Auf der anderen Seite: Kann die westliche Wertegemeinschaft, sofern es sie noch gibt und sofern Menschlichkeit zu ihren Werten zählen sollte, immer weiter schulterzuckend zusehen dabei, wie Tausende und Tausende Menschen auf grausame Weise sterben, ohne ihre Werte zu verraten, ohne ihre Seele zu verlieren?
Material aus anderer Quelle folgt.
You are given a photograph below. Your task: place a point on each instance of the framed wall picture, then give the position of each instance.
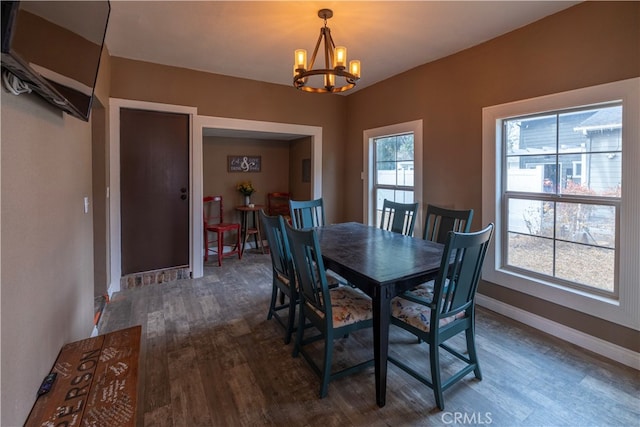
(306, 170)
(244, 163)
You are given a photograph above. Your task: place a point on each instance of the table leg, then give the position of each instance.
(245, 229)
(381, 301)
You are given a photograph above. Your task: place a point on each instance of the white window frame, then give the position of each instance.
(622, 310)
(369, 136)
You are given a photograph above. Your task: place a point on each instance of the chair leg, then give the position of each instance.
(473, 354)
(300, 332)
(272, 304)
(326, 369)
(206, 246)
(238, 244)
(434, 359)
(291, 321)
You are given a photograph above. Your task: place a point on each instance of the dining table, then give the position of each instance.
(382, 264)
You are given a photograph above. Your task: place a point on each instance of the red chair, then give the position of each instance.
(214, 224)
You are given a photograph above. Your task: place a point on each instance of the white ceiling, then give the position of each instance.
(256, 39)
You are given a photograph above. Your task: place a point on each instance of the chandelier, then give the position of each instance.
(335, 65)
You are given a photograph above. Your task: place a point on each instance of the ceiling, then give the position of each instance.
(256, 39)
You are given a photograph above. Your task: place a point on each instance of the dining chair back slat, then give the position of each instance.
(334, 312)
(439, 221)
(283, 274)
(450, 312)
(399, 217)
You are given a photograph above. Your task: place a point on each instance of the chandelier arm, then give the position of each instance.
(328, 51)
(315, 51)
(331, 70)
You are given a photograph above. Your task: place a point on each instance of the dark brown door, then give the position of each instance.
(154, 189)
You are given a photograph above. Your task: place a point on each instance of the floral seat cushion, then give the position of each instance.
(417, 315)
(348, 306)
(424, 290)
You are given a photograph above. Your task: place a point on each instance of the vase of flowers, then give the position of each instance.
(246, 189)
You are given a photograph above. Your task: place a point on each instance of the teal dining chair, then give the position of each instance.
(439, 221)
(437, 225)
(283, 275)
(334, 312)
(310, 214)
(307, 213)
(398, 217)
(450, 312)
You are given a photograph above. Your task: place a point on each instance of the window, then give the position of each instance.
(393, 170)
(560, 224)
(393, 167)
(560, 181)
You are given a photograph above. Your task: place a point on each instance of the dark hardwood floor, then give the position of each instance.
(210, 357)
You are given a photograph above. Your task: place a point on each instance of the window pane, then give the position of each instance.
(531, 135)
(386, 149)
(405, 147)
(404, 174)
(586, 223)
(530, 253)
(534, 174)
(593, 130)
(533, 217)
(586, 265)
(597, 174)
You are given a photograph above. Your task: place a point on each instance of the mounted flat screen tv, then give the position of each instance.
(54, 47)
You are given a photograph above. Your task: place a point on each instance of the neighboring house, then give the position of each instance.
(579, 135)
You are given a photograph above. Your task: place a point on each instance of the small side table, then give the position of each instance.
(255, 229)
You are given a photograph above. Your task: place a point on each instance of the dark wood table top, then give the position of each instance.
(368, 254)
(382, 264)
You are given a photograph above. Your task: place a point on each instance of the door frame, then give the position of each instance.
(210, 122)
(113, 191)
(196, 125)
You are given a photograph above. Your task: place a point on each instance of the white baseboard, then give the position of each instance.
(597, 345)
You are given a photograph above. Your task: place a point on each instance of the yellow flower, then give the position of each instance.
(246, 188)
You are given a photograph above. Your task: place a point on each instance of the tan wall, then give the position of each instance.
(300, 150)
(100, 176)
(47, 250)
(589, 44)
(222, 96)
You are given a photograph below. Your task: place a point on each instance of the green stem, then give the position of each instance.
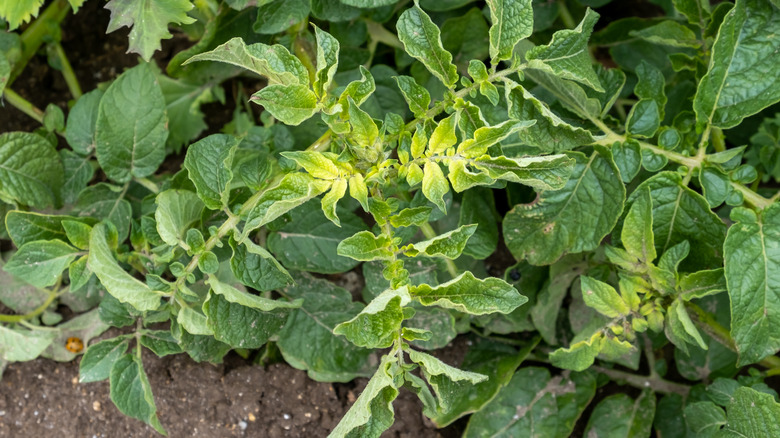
(33, 36)
(30, 315)
(430, 233)
(67, 72)
(655, 383)
(721, 334)
(23, 105)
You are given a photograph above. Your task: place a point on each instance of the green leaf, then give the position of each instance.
(242, 320)
(704, 418)
(449, 245)
(637, 234)
(365, 246)
(701, 284)
(492, 359)
(31, 172)
(729, 92)
(372, 412)
(334, 359)
(680, 214)
(468, 294)
(97, 361)
(478, 207)
(668, 33)
(105, 202)
(41, 263)
(82, 118)
(680, 328)
(209, 163)
(487, 136)
(422, 40)
(513, 21)
(309, 241)
(117, 282)
(646, 116)
(603, 297)
(579, 356)
(18, 345)
(275, 63)
(233, 295)
(177, 211)
(257, 268)
(443, 136)
(567, 54)
(131, 128)
(290, 104)
(18, 12)
(548, 172)
(78, 172)
(416, 96)
(293, 190)
(697, 11)
(131, 392)
(377, 325)
(327, 61)
(751, 259)
(435, 185)
(752, 413)
(619, 415)
(275, 16)
(572, 219)
(535, 404)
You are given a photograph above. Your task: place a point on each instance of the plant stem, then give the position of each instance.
(655, 383)
(67, 72)
(23, 105)
(30, 315)
(721, 334)
(430, 233)
(33, 36)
Es ist ein schreckliches, ein unerträgliches Dilemma. Wer sich aber nicht entscheiden möchte oder kann zwischen dem Übel Assad und dem Übel Krieg gegen Assad, der muss den schrecklichen Krieg in Syrien weiter ertragen. Der muss die Bilder von toten Kindern weiter ertragen. Und der muss vor allem jeden Syrer und jede Syrerin, die es schaffen, dieser Hölle zu entkommen, mit offenen Armen empfangen und ihnen Hilfe und Schutz bieten. Vielleicht können wir den Krieg in Syrien nicht stoppen. Aber wir können den Flüchtlingen aus Syrien helfen. Das ist das Mindeste, was wir tun können. Vielleicht das Einzige.